/CMT-pytorch

Chord-Conditioned Melody Transformer

Primary LanguagePython

CMT-pytorch

Source code and generated samples for CMT (Chord Conditioned Melody Transformer) model introduced in "Chord Conditioned Melody Generation with Transformer Based Decoders"

Requirements

  • matplotlib >= 3.3.1
  • numpy >= 1.19.1
  • pretty_midi >= 0.2.9
  • torch >= 1.0.0
  • pyyaml >= 0.2.5
  • scipy
  • tensorboardX

File descriptions

  • hparams.yaml : specifies hyperparameters and paths to load data or save results.
  • preprocess.py : makes instance pkl files from two track midi files
  • dataset.py : loads preprocessed pkl data
  • layers.py : self attention block and relative multi-head attention layers
  • model.py : implementation of CMT
  • loss.py : defines loss functions
  • trainer.py : utilities for loading, training, and saving models
  • run.py : main code to train CMT
  • generated samples.zip : zip file containing 15 generated samples which are used for subjective listening test

Preparing data

To train CMT, midi files containing melody and chords are necesary. Each midi file should have two instruments: the first instrument playing melody, and the second instrument playing all chordal notes of chords whenever chord changes.

Instance pkl files are made from two track midi files by executing the following command line:

$ python preprocess.py 
--root_dir [ROOT_DIR]
--midi_dir [MIDI_DIR]
--num_bars [NUMBER_OF_BARS]
--frame_per_bar [FRAME_PER_BAR]
--pitch_range [PITCH_RANGE]
  • Midi files should be located under $ROOT_DIR/MIDI_DIR
  • NUMBER_OF_BARS: number of bars to generate. Default is 8
  • FRAME_PER_BAR: number of unit notes in a bar. Default is 16 (16th note, time signature 4/4)
  • PITCH_RANGE: MIDI pitch range. Default is 48 (4 octaves)

To shift the pitch of melody and chords in 12 different keys, add argument --shift to the command line above.

Training CMT

$ python run.py 
--idx [EXPERIMENT_INDEX] 
--gpu_index [GPU_INDEX]
--ngpu [NUMBER_OF_GPU]
--optim_name [OPTIMIZER]
--restore_epoch [RESTORE_EPOCH]
--seed [RANDOM_SEED]
  • EXPERIMENT_INDEX: arbitrary index to distinguish different experiment settings
  • GPU_INDEX: index of GPU
  • NUMBER_OF_GPU: number of GPUs to use.

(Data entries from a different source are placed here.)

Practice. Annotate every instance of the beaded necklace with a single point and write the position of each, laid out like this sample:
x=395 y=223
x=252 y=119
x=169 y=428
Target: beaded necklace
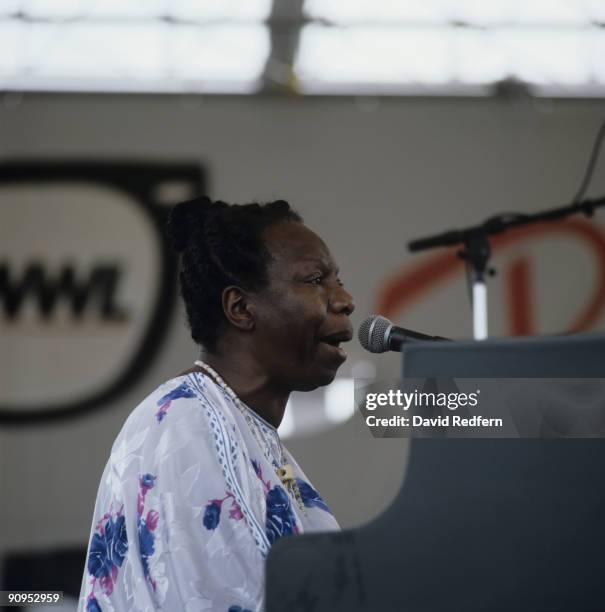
x=284 y=470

If not specified, use only CPU.
  • OPTIMIZER: Optimizer to use. One of sgd, adam, rmsprop, default is adam
  • RESTORE_EPOCH: which checkpoint to restore when continuing an experiment

1st phase

Train the rhythm decoder (RD) with pitch varied rhythm data. In hparams.yaml, set the data_io path to directory containing pkl files with 12 different keys.

2nd phase

Retain RD from the 1st phase and train pitch decoder (PD) with single key data. In experiment config of hparams.yaml, specify the experiment index and epoch to load RD from (for example, idx 1, epoch 100). Execute run.py with additional --load_rhythm argument.